Discussions for the next round of coronavirus relief funding remain ensnared in a political back and forth over election money, with the topic of mail-in voting a lingering point of contention between Democrats and the Trump administration.
President Trump on Wednesday spent much of his daily briefing to reporters railing against additional funding to support the U.S. Postal Service and mail-in voting, making the baseless accusation that voting by mail is ripe for fraud.
"The Democrats have abandoned the American people over the simple subject of politics. Chuck Schumer and Nancy Pelosi are holding the American people hostage over money for the radical, left-wing agenda that the country doesn't want and won't accept," Trump said.
"Now they want to take it countrywide — mail-in voting. It's going to be the greatest fraud in the history of elections. When you always talk about Russia, Russia, Russia and China, Iran on voting — the biggest problem is going to be with the Democrats, not with China, Russia and Iran."
Each side continued to blame the other for refusing to budge. Democrats have said they are willing to compromise with Republicans to reach a deal to provide Americans with financial relief from the effects of the deadly pandemic, but party leaders said Trump and his allies have refused to meet them partway in negotiations.
"An overture was made by [Treasury] Secretary [Steven] Mnuchin to meet and he made clear that his televised comments from earlier today still stand: The White House is not budging from their position concerning the size and scope of a legislative package," House Speaker Nancy Pelosi and Senate Minority Leader Chuck Schumer said in a joint statement.
"Democrats have compromised. Repeatedly, we have made clear to the Administration that we are willing to come down $1 trillion if they will come up $1 trillion. However, it is clear that the Administration still does not grasp the magnitude of the problems that American families are facing."
Because of the coronavirus pandemic, experts suggest that up to 70 percent of votes could be cast by mail this election cycle, necessitating costly equipment upgrades to handle the increase.
Last month, Sen.
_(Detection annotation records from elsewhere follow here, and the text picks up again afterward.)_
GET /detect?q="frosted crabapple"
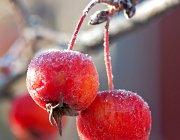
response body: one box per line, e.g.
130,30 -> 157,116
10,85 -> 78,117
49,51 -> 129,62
77,90 -> 151,140
9,93 -> 65,140
26,50 -> 99,134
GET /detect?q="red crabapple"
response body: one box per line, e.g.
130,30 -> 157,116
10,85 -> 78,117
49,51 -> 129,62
77,90 -> 151,140
26,50 -> 99,134
9,94 -> 65,140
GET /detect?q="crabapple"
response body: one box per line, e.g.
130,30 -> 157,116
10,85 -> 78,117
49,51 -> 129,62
26,50 -> 99,111
9,93 -> 65,140
77,90 -> 151,140
26,50 -> 99,134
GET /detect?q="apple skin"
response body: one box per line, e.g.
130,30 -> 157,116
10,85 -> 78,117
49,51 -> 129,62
77,90 -> 151,140
9,93 -> 66,140
26,50 -> 99,111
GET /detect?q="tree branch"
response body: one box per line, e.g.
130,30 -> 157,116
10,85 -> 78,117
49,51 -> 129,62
77,0 -> 180,52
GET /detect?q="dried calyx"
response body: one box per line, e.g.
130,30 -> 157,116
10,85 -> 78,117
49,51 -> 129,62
46,93 -> 78,136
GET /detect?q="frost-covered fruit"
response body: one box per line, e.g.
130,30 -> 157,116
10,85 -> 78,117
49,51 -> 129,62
26,50 -> 99,111
9,93 -> 65,140
77,90 -> 151,140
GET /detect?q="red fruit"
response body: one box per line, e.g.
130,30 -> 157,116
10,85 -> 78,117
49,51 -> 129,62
26,50 -> 99,111
9,94 -> 64,140
77,90 -> 151,140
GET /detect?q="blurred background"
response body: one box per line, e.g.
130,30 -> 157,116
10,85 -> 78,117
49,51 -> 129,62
0,0 -> 180,140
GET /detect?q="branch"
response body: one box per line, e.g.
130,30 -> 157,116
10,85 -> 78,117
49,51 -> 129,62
77,0 -> 180,52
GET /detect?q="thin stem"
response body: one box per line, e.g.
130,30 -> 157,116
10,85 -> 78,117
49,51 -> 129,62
68,0 -> 98,50
104,15 -> 114,90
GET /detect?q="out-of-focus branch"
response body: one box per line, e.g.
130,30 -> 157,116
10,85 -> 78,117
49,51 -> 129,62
77,0 -> 180,52
0,0 -> 180,98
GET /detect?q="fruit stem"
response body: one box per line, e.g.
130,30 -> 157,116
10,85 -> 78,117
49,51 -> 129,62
104,13 -> 114,90
68,0 -> 98,50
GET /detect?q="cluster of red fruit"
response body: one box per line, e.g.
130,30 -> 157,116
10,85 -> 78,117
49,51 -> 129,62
9,0 -> 151,140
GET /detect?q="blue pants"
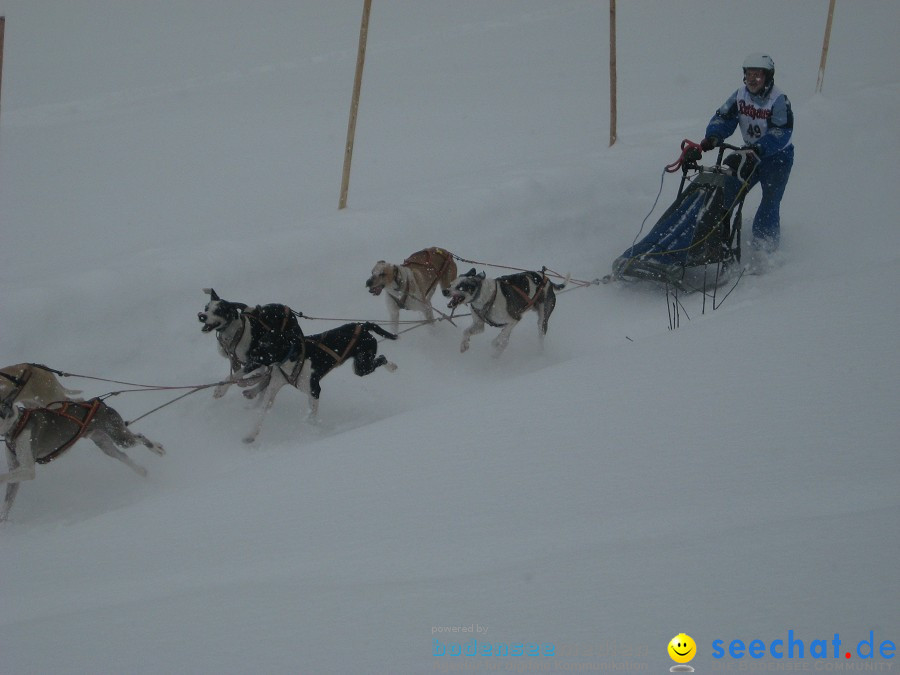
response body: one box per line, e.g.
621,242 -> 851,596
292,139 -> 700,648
750,146 -> 794,253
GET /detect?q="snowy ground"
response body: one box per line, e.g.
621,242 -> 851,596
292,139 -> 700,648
0,0 -> 900,673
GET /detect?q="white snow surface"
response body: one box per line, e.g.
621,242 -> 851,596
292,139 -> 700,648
0,0 -> 900,673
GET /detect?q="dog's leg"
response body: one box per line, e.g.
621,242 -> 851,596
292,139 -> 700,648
459,312 -> 484,352
87,429 -> 147,476
353,352 -> 397,377
0,483 -> 20,523
131,432 -> 166,457
0,425 -> 35,484
491,321 -> 519,358
384,293 -> 400,335
0,447 -> 20,523
538,288 -> 556,338
244,368 -> 287,443
422,301 -> 434,324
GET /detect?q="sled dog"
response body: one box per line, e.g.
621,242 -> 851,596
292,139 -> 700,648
366,247 -> 456,333
198,289 -> 397,443
0,398 -> 165,521
0,363 -> 81,408
447,268 -> 566,356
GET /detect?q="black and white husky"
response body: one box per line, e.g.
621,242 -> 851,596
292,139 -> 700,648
447,267 -> 566,356
197,288 -> 397,443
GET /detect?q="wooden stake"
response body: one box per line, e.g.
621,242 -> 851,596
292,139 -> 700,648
816,0 -> 834,94
338,0 -> 372,209
609,0 -> 616,146
0,16 -> 6,120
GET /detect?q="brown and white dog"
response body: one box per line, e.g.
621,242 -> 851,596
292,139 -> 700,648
366,247 -> 456,333
0,363 -> 81,408
0,398 -> 166,522
447,267 -> 566,356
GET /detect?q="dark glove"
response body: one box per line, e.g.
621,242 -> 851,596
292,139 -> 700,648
684,146 -> 703,163
700,136 -> 719,152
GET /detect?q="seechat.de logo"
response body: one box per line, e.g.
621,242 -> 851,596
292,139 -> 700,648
668,633 -> 697,673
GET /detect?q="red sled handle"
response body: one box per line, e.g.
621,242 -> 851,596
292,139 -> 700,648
666,138 -> 703,173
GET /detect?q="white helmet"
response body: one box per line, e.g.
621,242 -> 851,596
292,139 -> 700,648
743,54 -> 775,75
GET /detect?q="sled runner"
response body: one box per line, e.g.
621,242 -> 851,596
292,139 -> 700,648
603,140 -> 756,291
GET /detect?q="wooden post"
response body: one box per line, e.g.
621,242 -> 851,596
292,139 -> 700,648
609,0 -> 616,146
338,0 -> 372,209
816,0 -> 834,94
0,16 -> 6,121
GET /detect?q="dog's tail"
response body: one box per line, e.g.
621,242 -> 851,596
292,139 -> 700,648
363,321 -> 397,340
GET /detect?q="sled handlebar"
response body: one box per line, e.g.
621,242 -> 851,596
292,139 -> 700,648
666,138 -> 748,173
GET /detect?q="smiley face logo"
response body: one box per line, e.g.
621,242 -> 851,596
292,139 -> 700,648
669,633 -> 697,663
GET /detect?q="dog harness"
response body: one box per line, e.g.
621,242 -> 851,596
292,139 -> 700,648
216,305 -> 303,373
472,272 -> 549,328
312,323 -> 362,368
0,370 -> 31,401
6,398 -> 103,464
391,247 -> 451,309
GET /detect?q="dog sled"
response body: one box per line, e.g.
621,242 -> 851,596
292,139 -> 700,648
603,140 -> 756,291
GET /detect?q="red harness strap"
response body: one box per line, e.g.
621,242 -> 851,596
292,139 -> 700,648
403,246 -> 450,297
313,323 -> 362,368
508,272 -> 549,318
6,398 -> 103,464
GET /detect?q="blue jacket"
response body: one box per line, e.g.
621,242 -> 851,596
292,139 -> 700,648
706,84 -> 794,159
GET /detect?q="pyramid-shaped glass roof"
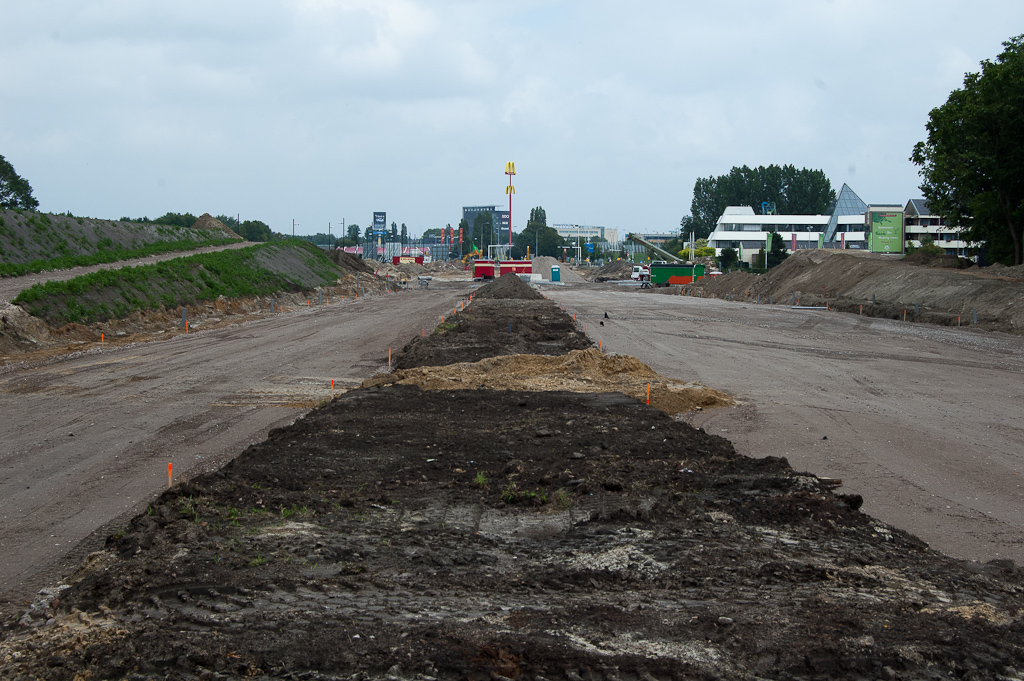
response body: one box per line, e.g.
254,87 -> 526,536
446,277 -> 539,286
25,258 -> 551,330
824,182 -> 867,242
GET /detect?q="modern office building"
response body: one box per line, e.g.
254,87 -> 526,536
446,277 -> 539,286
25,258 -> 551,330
903,199 -> 976,257
708,184 -> 868,263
Roy Blunt, R-Mo., chairman of the Senate Rules Committee, said on the Senate floor he was "prepared to look at more money for the states to use for elections this year," signaling a new willingness from Republicans to address the issue.
Still, the Trump administration on Wednesday seemed unwavering.
"The Administration is willing to move forward with legislation that allows for substantial funds for schools, child care, food, vaccines, hospitals, [personal protective equipment] for small businesses, rental assistance, broadband, airports, state and local government assistance, and liability protection for universities, schools, and businesses," Mnuchin said in a statement.
"The Democrats have no interest in negotiating."